Additionally, the Korean government’s aggressive policies including four supplementary budgets were considered a positive factor in getting Korea’s economy back on its feet.
However, the economy was still considered to decline compared to a year ago due to the resurgence of Covid-19 since mid-August, which has affected the domestic market and the service industry.
Other international think tanks have been favorably revising Korea’s economic growth forecast.
The Organisation for Economic Cooperation and Development (OECD) last month raised Korea’s growth decline from 1.2 percent negative growth to 1 percent negative growth.
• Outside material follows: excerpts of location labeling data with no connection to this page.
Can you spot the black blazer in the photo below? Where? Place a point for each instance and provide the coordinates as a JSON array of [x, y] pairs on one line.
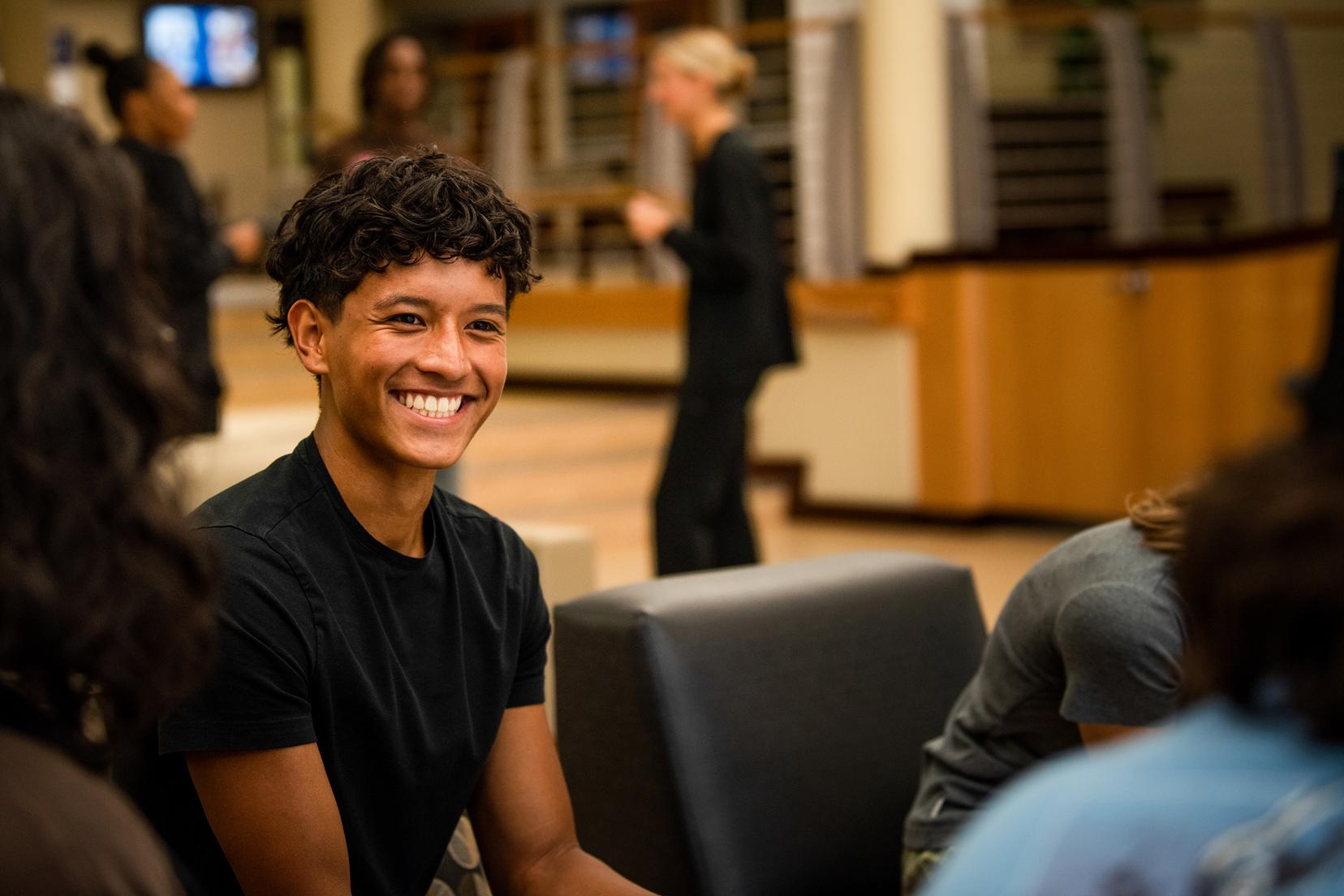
[[187, 256], [738, 321]]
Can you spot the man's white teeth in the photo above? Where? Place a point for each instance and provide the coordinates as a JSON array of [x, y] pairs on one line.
[[430, 405]]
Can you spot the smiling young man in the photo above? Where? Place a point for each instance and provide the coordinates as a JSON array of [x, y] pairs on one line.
[[382, 643]]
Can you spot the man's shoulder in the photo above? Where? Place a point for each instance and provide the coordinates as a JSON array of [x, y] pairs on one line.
[[481, 528], [264, 502]]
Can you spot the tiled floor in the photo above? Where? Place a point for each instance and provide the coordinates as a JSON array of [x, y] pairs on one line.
[[593, 459]]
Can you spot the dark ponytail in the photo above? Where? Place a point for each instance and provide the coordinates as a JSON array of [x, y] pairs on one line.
[[121, 74]]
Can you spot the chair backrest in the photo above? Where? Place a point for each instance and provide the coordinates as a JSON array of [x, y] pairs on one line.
[[757, 731]]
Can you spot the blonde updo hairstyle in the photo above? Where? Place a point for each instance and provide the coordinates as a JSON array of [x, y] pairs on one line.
[[709, 53]]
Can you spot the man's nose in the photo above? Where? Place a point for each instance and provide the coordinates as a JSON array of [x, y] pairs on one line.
[[448, 354]]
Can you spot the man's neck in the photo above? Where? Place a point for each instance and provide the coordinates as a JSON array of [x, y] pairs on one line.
[[387, 500], [707, 128]]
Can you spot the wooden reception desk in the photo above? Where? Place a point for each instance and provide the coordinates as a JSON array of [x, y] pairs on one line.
[[969, 387]]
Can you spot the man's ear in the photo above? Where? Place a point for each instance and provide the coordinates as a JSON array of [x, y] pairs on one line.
[[308, 328]]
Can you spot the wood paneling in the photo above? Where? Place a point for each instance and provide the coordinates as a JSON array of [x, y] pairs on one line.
[[1105, 377]]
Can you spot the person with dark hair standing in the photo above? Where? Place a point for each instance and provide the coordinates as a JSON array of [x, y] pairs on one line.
[[156, 113], [1086, 649], [1243, 793], [394, 86], [383, 643], [106, 600], [738, 323]]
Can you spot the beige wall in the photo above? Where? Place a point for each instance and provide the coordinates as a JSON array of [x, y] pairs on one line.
[[848, 412]]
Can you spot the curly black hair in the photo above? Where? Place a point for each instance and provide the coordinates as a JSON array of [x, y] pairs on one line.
[[1262, 580], [106, 598], [386, 211]]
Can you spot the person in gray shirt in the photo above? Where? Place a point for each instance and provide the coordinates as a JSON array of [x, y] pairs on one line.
[[1088, 648]]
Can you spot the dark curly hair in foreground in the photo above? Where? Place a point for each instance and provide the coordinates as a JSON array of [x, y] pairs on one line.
[[106, 601], [387, 211], [1262, 579]]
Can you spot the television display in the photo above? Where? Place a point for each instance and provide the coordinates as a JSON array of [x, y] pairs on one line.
[[608, 57], [206, 45]]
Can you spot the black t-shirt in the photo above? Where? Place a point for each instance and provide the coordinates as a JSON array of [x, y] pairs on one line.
[[398, 668]]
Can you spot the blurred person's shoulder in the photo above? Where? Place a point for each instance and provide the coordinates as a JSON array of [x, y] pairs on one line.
[[70, 832]]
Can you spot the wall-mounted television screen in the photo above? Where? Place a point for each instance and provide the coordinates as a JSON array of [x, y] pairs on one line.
[[207, 45]]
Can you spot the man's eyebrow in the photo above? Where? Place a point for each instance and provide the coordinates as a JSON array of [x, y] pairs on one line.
[[397, 299], [489, 308]]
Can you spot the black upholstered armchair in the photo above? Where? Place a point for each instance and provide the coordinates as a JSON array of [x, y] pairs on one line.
[[757, 731]]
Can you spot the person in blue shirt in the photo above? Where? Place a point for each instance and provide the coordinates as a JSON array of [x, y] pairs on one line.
[[1245, 793]]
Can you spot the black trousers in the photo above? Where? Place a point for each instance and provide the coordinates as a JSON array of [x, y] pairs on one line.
[[699, 516]]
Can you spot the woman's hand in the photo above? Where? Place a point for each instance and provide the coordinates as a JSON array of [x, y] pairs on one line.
[[648, 218]]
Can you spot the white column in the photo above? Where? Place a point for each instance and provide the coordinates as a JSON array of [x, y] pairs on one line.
[[907, 145], [339, 32], [551, 82]]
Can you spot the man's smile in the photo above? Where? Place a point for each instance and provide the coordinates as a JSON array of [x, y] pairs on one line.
[[429, 405]]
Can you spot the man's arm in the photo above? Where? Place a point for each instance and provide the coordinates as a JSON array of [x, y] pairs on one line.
[[524, 822], [1096, 735], [276, 818]]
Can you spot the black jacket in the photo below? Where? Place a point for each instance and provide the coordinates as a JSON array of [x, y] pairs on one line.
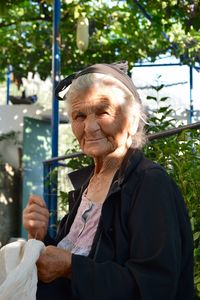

Moody’s projects Korea’s growth at a 0.8 percent dip while S&P predicts a 0.9 percent drop and Fitch projected Korea to decline 1.1 percent.
The international agencies’ forecast almost matches the predictions made by other Korean institutions including the Bank of Korea, which projected a 1.3 percent decline while the Korea Development Institute is looking at a 1.1 percent decline.
However, next year’s growth forecast for Korea was lowered 0.1 percentage points from June’s to 2.9 percent.
The IMF projected the world’s economy to fall 4.4 percent, an improvement from a 5.2 percent decline in June. Global trade is now expected to contract 10.3 percent instead of the 11.9 percent drop projected in June.
The United States, which is continuing to see the number of confirmed cases rise, was one of the countries whose economic growth projections have improved significantly.
The IMF projected the U.S. economy to fall 4.3 percent instead of the 8 percent decline projected in June.
Europe is also expected to see improvements as the economy is expected to decline 8.3 percent instead of 10.2 percent.
Japan, on the other hand, saw its economic growth improve, but only by 0.5 percentage points, from a 5.8 percent drop projected in June to 5.3 percent decline.
China’s economy is forecast to further expand from the 1 percent growth projected in June to 1.9 percent, while emerging markets are expected to fall a steeper 3.3 percent instead of the 3.1 percent drop forecast in June.
This is largely because of India, which has been seeing a significant surge in coronavirus cases lately. India’s growth has been revised to a 10.3 percent decline, faster than the 4.5 percent drop projected in June.